Now getting back to the points originally numbered 1-4:
1 & 2. If DI was almost never finished at the same time as AI, that's more reason to be suspicious that the AI task usually started first. You definitely need to control the sequence of the task starts.
4. Theres *no need* to read the samples at the same time. Sync is based on the hardware sample clock. The DAQmx driver moves sync'ed samples from the boards to the respective task buffers. Whenever you happen to read them from the buffer, they are still sync'ed.
Thanks very much for your input.
5 & 6) I don't explicitly start tasks anywhere. I think you could be right that this race condition is the issue - thank you! However I think I'm confused about how the functionality works; if I explicitly start the tasks and use synchronous calls for AI and DI data then the data is read in ok first time round but the second time round the samples are never read (and the task is stopped after the read call). I tried setting the Retriggerable property to true on both Tasks but then it never seems to be done and I can never read. Do I need to explicitly stop the task to read the data? And then clear it and start again for next iteration?
The number of samples is the same for all channels (DIs and AIs) and the same for every iteration.
Thanks again, Luke
Working right the first time around is progress, now let's address the second time around and beyond.
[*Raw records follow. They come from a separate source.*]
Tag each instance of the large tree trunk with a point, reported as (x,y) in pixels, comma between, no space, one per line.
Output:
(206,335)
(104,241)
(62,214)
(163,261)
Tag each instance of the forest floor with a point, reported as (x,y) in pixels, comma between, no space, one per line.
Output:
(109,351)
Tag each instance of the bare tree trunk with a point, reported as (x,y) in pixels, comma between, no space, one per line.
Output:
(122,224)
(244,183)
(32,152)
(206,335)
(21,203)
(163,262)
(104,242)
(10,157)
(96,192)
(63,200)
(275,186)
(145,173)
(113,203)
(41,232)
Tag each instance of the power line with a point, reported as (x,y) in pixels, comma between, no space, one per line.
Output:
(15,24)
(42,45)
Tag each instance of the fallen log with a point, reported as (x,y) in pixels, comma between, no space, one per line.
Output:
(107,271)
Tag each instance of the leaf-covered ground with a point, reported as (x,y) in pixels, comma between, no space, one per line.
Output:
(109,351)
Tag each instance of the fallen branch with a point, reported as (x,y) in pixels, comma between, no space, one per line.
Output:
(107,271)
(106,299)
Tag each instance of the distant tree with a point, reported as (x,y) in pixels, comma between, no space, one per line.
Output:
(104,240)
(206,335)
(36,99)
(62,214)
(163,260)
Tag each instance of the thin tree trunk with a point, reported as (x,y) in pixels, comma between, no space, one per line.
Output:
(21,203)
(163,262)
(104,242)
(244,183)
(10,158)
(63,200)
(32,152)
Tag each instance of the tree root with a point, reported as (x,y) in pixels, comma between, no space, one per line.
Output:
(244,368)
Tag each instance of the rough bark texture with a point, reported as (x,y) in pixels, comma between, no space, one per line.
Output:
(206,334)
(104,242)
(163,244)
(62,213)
I reviewed the thread you linked in msg #1. So it's clear you're looking to perform triggered finite acquisition. In this thread it's also clear you're repeating this acquisition over and over. But I'm not sure if re-triggered acquisition is appropriate or not. Let's first go through the simpler case of one-time triggering with a software loop to repeat it.
1. Fully configure both tasks without starting them. Because you're sharing a sample clock, only AI needs to be configured for triggering.
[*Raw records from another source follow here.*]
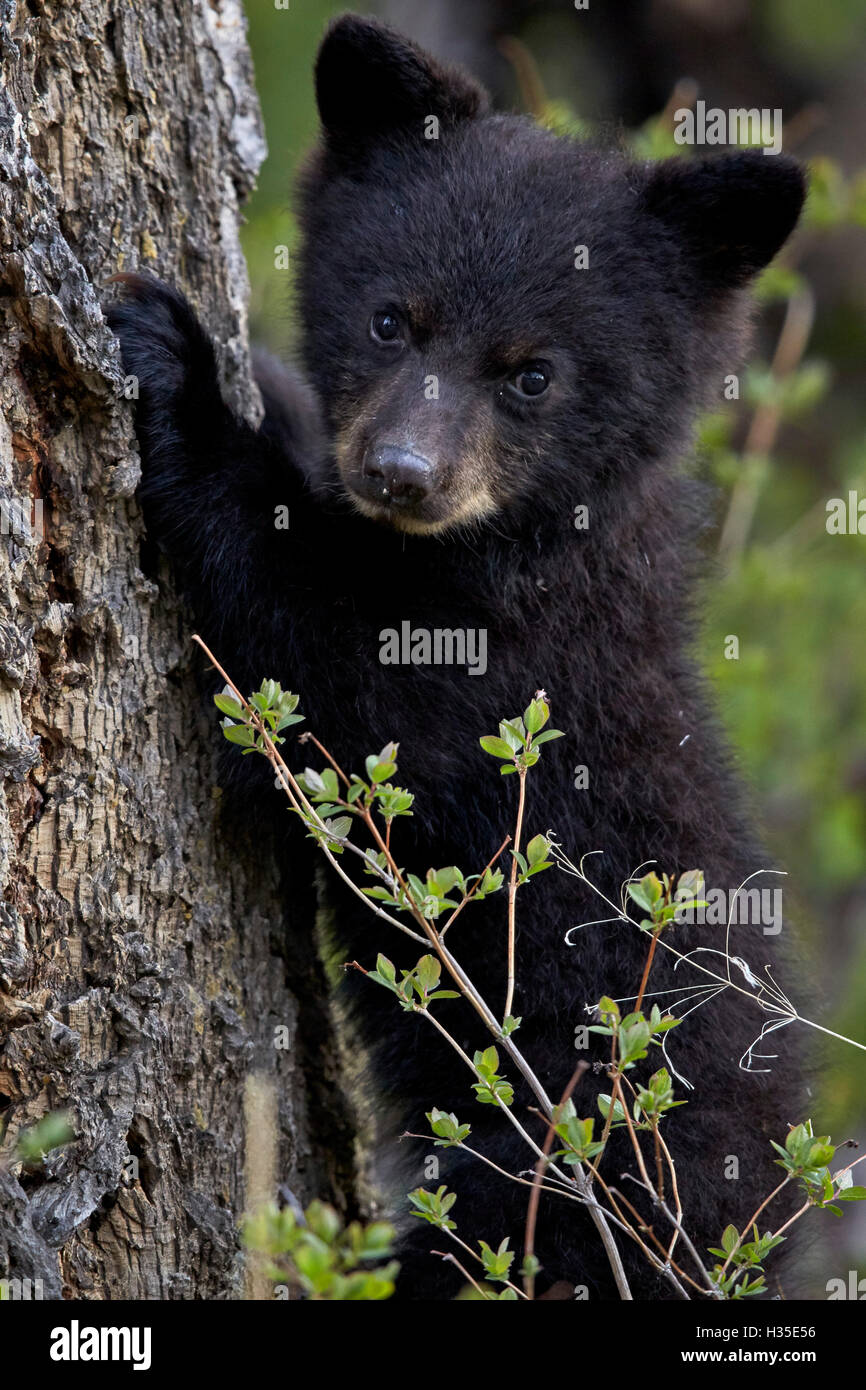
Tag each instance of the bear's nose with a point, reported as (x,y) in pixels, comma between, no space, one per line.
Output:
(396,474)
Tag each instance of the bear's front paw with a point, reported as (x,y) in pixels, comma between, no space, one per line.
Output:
(164,348)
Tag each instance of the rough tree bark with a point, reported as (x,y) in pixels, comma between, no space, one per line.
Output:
(143,965)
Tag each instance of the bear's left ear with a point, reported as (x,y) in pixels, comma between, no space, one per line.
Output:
(731,211)
(370,81)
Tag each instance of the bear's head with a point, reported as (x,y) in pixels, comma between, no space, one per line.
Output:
(499,319)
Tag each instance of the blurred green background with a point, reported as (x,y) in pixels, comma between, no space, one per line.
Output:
(794,595)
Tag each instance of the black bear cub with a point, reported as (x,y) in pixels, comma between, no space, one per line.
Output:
(501,327)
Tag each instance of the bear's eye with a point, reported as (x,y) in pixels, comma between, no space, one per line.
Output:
(385,327)
(531,380)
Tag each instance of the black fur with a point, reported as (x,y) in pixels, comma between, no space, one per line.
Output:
(471,236)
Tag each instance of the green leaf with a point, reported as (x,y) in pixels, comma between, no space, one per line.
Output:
(537,849)
(230,706)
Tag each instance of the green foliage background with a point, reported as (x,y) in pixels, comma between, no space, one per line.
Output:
(794,595)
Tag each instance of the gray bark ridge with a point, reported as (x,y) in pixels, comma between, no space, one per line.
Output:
(143,973)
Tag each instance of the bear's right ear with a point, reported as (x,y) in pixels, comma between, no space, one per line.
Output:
(370,81)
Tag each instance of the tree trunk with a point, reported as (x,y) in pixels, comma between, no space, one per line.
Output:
(143,976)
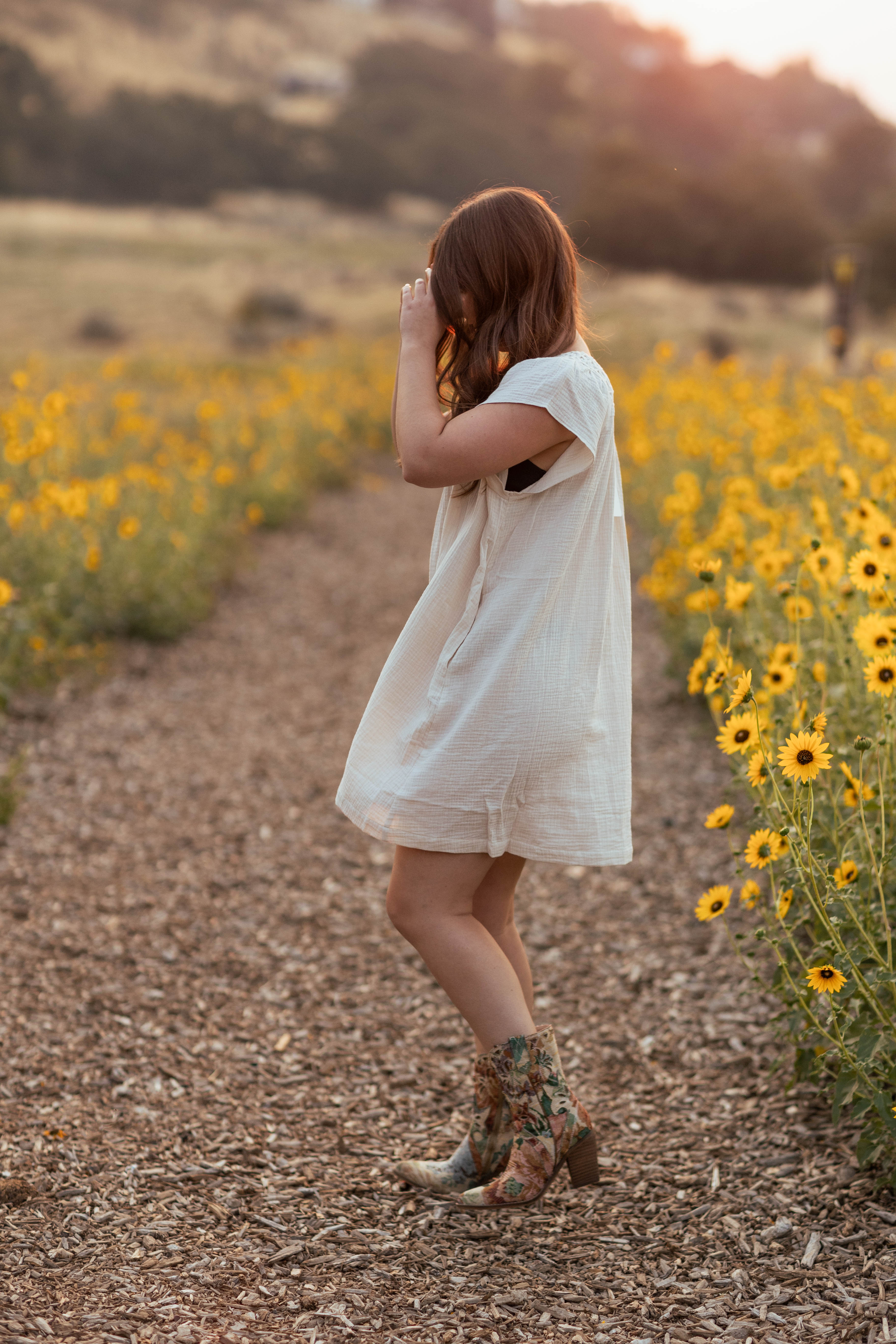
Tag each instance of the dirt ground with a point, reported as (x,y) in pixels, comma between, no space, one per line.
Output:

2. Explicitly start the tasks -- DI first, then AI.
3. You don't really need the "Wait Until Done". You can just do a synchronous Read call where you request all the finite samples the task was configured to acquire. DAQmx will wait to accumulate all the samples you requested, which in this case is equivalent to waiting until acquisition is done.
4. After reading the data, stop the tasks but don't discard them.
5. In your software, loop back to step #2 when ready to start another round of single-triggered acquisition.
If you were to do retriggering, the task would ignore triggers that occur in the midst of an acquisition, but would want to respond to the first one that occurs after completing an acquisition. I'm not sure if there'd be a problem with the data buffer if you haven't yet had a chance to read the data out of it before the next trigger signal arrived.
I did a quick test on a PCIe-6341 where it *seemed* as though DAQmx actually accomodates this, but I'm not sure where the limits are. I made a very small finite retriggered AI task that ran for only tens of msec. I then manually triggered it as many as 10 times. I then performed 10 Reads of the entire task buffer and got 10 distinct full sets of data.
This behavior surprised me, I was not aware of it. There's gotta be a limit somewhere -- DAQmx can't know how many buffers to pre-allocate and it won't always have time to allocate on the fly. But at least there appears to be *some* ability to keep reacting to new triggers even if the previous data buffer hasn't been read yet. I'd treat this feature with caution though until/unless more is understood about its limitations.
If you run into more trouble, please post the code where you configure the tasks. I"ll try to decipher as much as I can.